The advantage of using an eCDF is that we can compute empirical probabilities for various ranges of the data. For example, suppose we want to know the probability that a monthly log return is less than 0%. We can evaluate the eCDF at 0, which provides the cumulative probability up to that point:

Show code

# Probability P(x < 0.0)
ecdf_DIA(v = 0)

[1] 0.2815534

In other words, there is about a $28 %$ chance that a monthly log return would be below $0 %$ , representing percentage decrease month-over-month. It is important to note that while the eCDF allows us to estimate probabilities for ranges of values, we cannot estimate the probability of any specific return value with a continuous distribution. In other words, the probability that the log return will be exactly 0%, or any other specific value, is zero. This is a fundamental property of continuous random variables.

Key Points

The eCDF provides an empirical estimate of the cumulative distribution function, which is particularly useful when the data do not follow any standard theoretical distribution.
Cumulative probability is the probability that a random variable takes on a value less than or equal to a given threshold.
For continuous variables like asset returns, the probability of observing any specific value is zero.
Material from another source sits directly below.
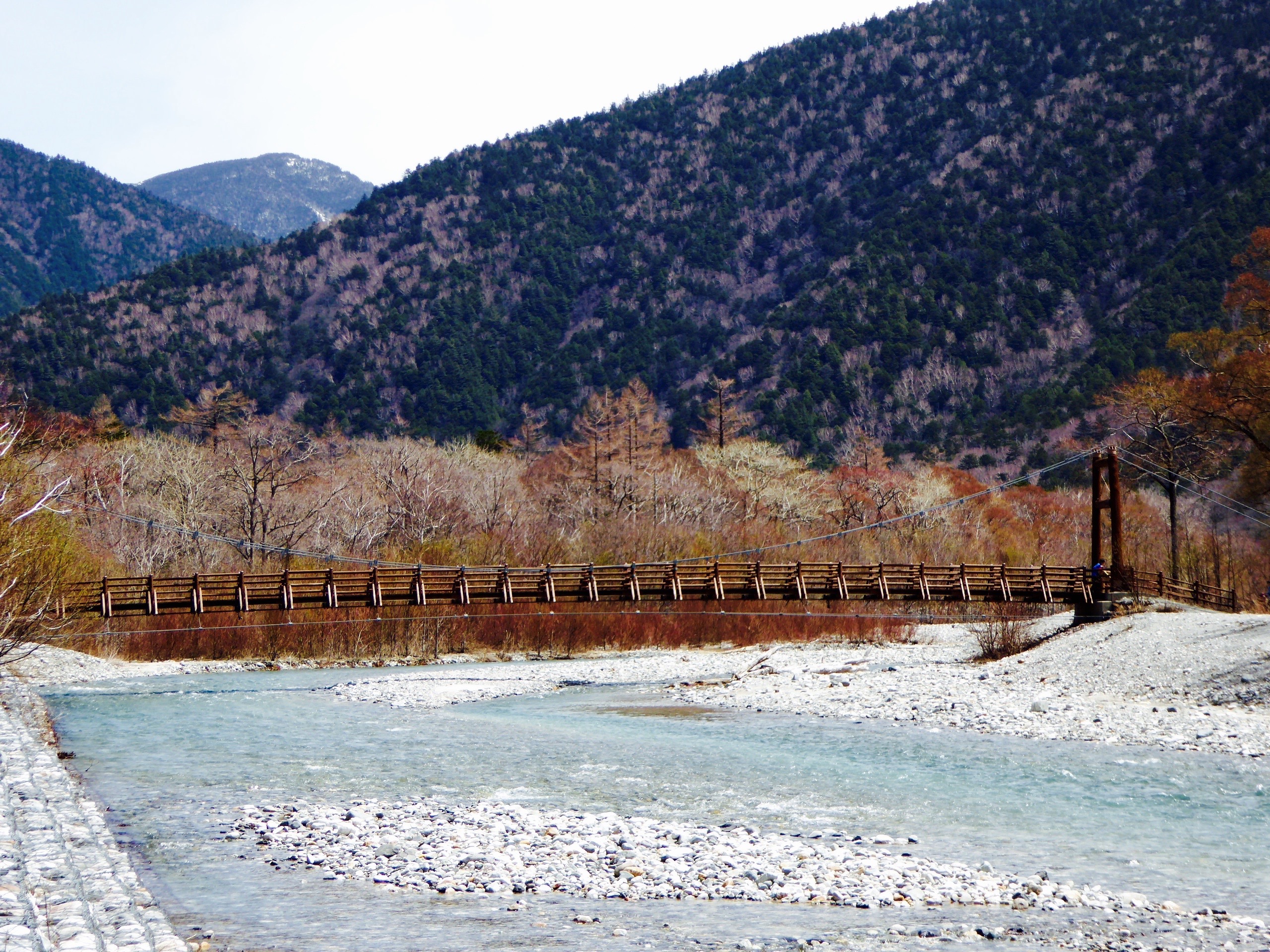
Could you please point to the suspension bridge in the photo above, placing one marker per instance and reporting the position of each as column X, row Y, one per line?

We can only estimate probabilities for intervals of values.
The eCDF can be used to compute empirical probabilities, such as $P (X < 0.0)$ , directly from the data without assuming any underlying distribution.

Some Words of Caution

While we’ve introduced a method for estimating probabilities of asset returns using an empirical approach, it’s important to recognize its limitations. Nonparametric estimation, especially for continuous distributions, typically requires a large amount of data to be reliable. In this post, we’ve used 103 monthly returns from 2012 to 2021. For greater accuracy, one could switch to higher-frequency data, such as weekly or daily returns, which can expand the sample size and improve the estimates.

However, there are still challenges. Interpolating between observed values (e.g., for different frequencies like yearly, weekly, or daily data) and extrapolating beyond the range of the observed returns (e.g., estimating probabilities for extreme returns) require assumptions that may introduce uncertainty. Additionally, while the empirical approach is useful in univariate analysis, it can become less reliable in multivariate settings, where data are more dispersed across higher dimensions.

It’s important to note that no single method for estimating probabilities of asset returns is flawless. In practice, analysts often focus on broader measures of risk and uncertainty, such as value-at-risk (VaR), expected shortfall, or downside deviation, rather than relying solely on probability estimates. While this post has introduced an empirical approach, other risk measures may be more appropriate depending on the context.